I've been calling it the yard, though in my brief European forays I do not seem to have noticed that anybody in particular seems to think of it as their yard. When I was in Prague I didn't visit any apartments in a block like that, I just passed by them, and I could rarely see through the passageways into the (yards).  The passageways clearly went right through the buildings to the back, but they were usually closed off by gates.  The few yards I could see looked kind of underutilized: not landscaped, but not full of either stuff people were using or garbage either.  I saw a couple of trees, but they looked like weed trees. 

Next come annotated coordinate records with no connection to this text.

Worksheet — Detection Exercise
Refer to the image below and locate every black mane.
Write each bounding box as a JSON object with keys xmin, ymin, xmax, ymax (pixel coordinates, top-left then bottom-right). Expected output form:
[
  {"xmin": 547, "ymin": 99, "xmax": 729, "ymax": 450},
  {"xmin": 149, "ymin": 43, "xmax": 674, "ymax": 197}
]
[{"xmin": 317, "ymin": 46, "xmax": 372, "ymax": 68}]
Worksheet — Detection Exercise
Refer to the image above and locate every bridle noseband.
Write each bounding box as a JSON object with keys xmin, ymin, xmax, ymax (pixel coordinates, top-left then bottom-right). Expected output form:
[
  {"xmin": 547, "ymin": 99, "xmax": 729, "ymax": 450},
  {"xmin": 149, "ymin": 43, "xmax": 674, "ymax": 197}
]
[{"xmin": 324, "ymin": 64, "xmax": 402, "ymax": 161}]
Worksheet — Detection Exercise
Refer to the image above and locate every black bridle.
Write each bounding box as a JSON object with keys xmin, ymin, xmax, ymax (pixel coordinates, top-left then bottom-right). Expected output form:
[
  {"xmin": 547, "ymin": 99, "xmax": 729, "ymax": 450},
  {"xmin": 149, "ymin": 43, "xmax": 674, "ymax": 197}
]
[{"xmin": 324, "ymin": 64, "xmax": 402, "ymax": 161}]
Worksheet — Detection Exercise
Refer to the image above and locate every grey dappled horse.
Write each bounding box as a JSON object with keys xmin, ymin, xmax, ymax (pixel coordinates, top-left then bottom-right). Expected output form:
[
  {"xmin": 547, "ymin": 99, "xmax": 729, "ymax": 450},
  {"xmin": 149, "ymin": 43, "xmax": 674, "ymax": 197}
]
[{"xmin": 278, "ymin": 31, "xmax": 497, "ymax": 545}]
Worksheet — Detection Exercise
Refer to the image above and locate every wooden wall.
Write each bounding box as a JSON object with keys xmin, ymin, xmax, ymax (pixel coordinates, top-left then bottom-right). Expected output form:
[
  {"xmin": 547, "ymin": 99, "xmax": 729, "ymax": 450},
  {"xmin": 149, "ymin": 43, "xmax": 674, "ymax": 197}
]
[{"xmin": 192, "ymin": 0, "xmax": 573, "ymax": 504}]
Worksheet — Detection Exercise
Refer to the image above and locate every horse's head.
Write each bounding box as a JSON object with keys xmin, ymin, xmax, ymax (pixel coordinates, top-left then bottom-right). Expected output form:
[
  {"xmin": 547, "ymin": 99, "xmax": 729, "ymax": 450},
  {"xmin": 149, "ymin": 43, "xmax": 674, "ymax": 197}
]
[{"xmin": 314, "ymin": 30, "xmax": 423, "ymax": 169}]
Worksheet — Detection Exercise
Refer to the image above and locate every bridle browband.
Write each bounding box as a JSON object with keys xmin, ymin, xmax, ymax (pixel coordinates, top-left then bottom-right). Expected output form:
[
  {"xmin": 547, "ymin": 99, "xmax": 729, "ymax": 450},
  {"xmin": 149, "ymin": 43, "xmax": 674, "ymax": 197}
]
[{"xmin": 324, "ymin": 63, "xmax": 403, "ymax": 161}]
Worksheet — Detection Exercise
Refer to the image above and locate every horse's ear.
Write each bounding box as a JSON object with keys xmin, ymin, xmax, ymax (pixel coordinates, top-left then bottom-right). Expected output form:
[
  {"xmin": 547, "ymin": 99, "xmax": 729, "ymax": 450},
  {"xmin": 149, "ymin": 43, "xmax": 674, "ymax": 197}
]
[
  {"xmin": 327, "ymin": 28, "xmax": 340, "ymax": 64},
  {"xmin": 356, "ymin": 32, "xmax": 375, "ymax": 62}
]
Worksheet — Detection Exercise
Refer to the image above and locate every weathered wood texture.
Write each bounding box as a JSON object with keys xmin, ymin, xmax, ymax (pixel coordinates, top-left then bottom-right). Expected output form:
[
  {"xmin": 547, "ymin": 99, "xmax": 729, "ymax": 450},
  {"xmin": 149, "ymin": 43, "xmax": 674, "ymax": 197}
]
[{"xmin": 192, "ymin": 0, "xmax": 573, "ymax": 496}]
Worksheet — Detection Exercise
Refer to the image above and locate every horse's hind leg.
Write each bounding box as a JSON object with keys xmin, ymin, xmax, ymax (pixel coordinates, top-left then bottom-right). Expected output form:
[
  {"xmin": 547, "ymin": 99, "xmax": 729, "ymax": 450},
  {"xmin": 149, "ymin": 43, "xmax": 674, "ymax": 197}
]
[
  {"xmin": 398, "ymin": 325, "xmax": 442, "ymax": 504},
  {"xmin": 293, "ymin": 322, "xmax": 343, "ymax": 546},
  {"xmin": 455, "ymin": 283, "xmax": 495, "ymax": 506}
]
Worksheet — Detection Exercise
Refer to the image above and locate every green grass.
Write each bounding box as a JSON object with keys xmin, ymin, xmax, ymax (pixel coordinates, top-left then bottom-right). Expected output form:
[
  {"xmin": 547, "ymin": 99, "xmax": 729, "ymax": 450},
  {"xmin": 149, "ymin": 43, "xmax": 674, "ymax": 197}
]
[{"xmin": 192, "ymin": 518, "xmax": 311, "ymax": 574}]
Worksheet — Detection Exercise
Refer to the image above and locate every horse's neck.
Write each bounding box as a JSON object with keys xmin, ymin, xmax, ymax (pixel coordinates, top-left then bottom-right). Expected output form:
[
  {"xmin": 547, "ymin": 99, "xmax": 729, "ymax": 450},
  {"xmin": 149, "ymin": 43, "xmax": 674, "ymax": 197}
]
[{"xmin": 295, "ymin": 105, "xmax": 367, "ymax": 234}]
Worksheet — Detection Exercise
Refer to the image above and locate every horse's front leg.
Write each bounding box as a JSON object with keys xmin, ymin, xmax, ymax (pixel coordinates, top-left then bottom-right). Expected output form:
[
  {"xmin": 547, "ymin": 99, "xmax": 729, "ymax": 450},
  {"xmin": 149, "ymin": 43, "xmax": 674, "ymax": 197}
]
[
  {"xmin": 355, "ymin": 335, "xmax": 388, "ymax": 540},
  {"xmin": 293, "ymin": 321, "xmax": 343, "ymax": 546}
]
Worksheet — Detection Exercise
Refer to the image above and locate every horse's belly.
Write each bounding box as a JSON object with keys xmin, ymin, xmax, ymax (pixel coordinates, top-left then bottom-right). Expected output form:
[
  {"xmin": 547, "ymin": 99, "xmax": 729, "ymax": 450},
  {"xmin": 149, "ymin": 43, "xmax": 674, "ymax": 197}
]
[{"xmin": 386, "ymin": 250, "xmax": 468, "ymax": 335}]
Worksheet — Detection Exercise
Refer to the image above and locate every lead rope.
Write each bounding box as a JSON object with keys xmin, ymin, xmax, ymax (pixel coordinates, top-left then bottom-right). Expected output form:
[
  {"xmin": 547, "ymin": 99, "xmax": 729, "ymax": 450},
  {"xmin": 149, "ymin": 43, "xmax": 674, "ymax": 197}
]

For that matter, what do you call a block like that?  Sometimes it looks like the whole thing is one thing, other times they are obviously not.  And what do you call those passageways?

I did get to visit a very pleasant Soviet-era apartment building (panalok), and an apartment carved out of a neo-baroque former film studio, and a dormitory(kolej) in  a former Soviet-era motel.  So I have seen what some of the cheap housing in Prague looks like, but not all of it.

On another front, I had my last physical therapy of this run (and no doubt I will have more of them in the future), and while I took today off work as a preemptive move, I did not stay up all night with pain after the deep tissue massage.  Rather, I woke up now and then to a highly annoying but by no means unbearable single point of pain.  Win!